Is there any way to achieve this with GHC? If not, what is the cause of the limitation?

Answer 1

It is possible, but not in the way you've done it. This here does work:

type Foo = Bar Int

data Bar a where
  Bar :: Foo

...because Foo does in fact have the form Bar a, with a ~ Int. However, this doesn't:

type Foo = Int -> Bar Int

data Bar a where
  Bar :: Foo

And it can't work, because the GADT constructor

data Bar a where
  Bar :: Int -> Bar Int

does not actually declare an “invertible function” Bar :: Int -> Bar Int.

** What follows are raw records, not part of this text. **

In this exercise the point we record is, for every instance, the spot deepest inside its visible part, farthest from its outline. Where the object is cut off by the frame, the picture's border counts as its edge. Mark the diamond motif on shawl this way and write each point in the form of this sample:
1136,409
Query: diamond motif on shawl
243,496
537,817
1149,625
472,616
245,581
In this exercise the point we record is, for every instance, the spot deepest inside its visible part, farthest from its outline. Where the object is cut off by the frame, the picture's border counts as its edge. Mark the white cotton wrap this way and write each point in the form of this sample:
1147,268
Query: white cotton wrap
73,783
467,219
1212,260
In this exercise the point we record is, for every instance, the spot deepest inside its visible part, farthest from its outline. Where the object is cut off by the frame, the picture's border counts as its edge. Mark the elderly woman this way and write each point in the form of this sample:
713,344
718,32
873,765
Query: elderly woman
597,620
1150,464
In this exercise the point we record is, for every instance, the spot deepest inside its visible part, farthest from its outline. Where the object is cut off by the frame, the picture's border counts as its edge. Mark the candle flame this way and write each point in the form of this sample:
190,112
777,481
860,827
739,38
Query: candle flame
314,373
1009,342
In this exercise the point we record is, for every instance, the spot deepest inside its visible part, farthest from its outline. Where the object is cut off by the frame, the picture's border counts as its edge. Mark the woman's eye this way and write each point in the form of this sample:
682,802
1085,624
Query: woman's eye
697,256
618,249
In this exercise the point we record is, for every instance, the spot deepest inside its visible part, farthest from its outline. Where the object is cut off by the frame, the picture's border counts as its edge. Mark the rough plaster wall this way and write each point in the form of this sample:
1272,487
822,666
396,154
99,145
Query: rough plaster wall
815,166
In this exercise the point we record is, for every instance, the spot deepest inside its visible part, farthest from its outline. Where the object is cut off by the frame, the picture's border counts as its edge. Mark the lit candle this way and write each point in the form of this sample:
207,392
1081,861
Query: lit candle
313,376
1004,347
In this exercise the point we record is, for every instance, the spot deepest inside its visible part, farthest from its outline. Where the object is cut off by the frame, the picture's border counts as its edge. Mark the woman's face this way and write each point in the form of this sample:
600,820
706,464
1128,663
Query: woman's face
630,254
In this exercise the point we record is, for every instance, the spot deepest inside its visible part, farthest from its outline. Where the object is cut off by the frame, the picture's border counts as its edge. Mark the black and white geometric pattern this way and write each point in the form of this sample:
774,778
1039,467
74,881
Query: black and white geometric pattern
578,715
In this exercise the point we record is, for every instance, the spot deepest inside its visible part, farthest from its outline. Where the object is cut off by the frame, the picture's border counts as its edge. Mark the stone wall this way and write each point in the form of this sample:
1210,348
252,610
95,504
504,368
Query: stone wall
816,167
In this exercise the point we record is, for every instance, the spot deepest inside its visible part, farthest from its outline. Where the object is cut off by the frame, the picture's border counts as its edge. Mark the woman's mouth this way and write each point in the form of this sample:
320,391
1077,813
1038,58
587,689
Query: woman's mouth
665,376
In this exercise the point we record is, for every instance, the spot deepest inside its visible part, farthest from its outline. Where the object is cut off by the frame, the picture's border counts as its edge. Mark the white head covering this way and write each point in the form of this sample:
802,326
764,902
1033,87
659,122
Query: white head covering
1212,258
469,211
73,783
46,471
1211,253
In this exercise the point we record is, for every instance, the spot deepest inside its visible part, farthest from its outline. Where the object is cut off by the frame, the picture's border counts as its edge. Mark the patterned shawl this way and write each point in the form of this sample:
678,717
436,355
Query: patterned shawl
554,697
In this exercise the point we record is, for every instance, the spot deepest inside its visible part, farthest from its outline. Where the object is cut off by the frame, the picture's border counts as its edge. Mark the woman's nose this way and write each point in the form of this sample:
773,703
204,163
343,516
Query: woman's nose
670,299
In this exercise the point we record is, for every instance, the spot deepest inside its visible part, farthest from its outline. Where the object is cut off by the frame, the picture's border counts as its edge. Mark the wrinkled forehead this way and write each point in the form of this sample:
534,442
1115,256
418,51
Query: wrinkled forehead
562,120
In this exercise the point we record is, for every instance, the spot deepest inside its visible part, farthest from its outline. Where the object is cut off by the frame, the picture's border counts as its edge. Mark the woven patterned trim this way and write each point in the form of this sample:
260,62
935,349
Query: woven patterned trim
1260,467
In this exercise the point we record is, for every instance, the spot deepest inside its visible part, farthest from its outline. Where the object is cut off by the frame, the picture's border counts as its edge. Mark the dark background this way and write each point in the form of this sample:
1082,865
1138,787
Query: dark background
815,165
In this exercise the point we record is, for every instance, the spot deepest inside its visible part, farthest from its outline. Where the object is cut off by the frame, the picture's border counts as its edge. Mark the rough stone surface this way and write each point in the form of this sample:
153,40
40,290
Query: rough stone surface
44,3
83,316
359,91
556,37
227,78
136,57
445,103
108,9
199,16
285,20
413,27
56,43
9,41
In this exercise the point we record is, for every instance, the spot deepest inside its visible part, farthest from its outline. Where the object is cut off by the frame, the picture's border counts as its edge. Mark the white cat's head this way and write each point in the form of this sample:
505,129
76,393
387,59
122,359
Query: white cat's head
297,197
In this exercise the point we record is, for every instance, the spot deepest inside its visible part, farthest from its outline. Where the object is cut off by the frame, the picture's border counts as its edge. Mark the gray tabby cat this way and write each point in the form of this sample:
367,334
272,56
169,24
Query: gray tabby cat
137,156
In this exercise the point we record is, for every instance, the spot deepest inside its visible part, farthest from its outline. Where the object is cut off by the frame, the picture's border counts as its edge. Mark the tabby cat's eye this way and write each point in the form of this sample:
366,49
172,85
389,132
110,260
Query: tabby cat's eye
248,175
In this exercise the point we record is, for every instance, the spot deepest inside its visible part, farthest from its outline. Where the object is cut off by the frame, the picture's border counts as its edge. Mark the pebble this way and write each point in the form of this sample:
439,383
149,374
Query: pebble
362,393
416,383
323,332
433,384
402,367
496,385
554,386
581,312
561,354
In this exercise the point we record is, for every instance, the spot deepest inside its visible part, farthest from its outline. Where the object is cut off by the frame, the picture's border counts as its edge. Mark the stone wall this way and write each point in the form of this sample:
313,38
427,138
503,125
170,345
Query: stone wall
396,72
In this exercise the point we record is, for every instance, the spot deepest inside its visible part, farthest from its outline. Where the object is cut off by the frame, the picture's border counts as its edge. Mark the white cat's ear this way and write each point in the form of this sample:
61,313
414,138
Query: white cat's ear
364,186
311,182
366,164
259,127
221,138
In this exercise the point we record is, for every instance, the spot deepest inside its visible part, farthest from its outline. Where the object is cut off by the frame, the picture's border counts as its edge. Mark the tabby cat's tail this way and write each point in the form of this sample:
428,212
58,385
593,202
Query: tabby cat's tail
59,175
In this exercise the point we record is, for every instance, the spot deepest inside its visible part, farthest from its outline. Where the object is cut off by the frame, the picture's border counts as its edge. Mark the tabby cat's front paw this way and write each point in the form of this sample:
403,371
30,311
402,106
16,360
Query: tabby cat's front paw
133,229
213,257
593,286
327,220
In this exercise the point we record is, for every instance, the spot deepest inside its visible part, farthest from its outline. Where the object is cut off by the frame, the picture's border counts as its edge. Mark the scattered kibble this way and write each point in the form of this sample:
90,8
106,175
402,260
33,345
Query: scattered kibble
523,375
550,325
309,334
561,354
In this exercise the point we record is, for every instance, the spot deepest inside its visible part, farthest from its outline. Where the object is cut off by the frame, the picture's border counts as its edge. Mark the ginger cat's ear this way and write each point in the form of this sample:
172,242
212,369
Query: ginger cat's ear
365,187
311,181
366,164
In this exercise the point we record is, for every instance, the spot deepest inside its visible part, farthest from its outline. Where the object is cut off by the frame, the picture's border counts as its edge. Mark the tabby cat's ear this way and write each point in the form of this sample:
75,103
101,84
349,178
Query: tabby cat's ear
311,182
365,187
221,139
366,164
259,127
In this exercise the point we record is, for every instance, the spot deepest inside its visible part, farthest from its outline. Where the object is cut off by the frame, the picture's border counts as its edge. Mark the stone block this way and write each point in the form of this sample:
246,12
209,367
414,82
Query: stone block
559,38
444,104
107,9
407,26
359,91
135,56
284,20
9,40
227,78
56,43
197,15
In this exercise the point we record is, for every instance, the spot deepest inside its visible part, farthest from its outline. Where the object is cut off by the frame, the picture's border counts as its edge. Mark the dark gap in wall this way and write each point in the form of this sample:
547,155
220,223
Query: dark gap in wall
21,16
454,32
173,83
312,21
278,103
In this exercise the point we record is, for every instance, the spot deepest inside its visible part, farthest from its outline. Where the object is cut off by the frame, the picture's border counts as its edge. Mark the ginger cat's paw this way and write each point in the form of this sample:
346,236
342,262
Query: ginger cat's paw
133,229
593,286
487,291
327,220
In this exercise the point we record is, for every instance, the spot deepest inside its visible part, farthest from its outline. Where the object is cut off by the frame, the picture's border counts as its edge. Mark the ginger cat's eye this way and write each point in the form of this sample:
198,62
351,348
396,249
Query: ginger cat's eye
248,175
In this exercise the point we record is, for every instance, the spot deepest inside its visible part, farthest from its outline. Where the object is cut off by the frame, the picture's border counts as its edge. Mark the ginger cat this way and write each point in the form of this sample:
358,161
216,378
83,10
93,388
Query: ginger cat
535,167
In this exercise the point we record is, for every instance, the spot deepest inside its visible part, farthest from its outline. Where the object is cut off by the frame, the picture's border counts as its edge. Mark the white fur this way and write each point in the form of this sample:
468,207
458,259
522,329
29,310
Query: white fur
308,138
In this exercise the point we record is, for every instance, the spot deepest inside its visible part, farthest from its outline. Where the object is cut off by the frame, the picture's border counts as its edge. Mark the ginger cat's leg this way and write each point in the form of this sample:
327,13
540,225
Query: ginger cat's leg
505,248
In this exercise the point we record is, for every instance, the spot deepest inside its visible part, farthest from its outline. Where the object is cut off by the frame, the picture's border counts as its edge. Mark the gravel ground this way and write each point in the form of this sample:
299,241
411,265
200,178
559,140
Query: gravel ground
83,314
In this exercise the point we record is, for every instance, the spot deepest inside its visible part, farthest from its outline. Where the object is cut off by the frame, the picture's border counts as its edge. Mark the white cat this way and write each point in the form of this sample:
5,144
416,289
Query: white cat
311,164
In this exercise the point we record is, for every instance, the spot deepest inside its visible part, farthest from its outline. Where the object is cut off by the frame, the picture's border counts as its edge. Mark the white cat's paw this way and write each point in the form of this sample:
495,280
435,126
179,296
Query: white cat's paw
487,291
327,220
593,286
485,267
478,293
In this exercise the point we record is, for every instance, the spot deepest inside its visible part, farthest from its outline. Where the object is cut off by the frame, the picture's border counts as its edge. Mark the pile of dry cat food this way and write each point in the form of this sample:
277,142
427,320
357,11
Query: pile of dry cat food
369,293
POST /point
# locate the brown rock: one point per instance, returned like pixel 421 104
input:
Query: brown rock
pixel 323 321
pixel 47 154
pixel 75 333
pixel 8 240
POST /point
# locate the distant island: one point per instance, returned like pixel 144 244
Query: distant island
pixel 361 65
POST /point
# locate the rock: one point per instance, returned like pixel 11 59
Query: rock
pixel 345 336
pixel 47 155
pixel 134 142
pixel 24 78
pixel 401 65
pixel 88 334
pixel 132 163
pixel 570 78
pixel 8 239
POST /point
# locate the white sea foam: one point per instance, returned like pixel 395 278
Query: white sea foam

Rather, it declares something like the following:

data Bar' a = Bar' (a :~: Int) Int

i.e., it encapsulates a (runtime-readable) proof that the a parameter type is in fact Int. The GADT syntax hides this under the hood, but it means you can't just substitute Int -> Bar Int with a type synonym there, because that type synonym would not know how to encapsulate this type-equality proof.

...thinking about it, I'm not sure why my first example actually works, since it would seem to run into the same issue...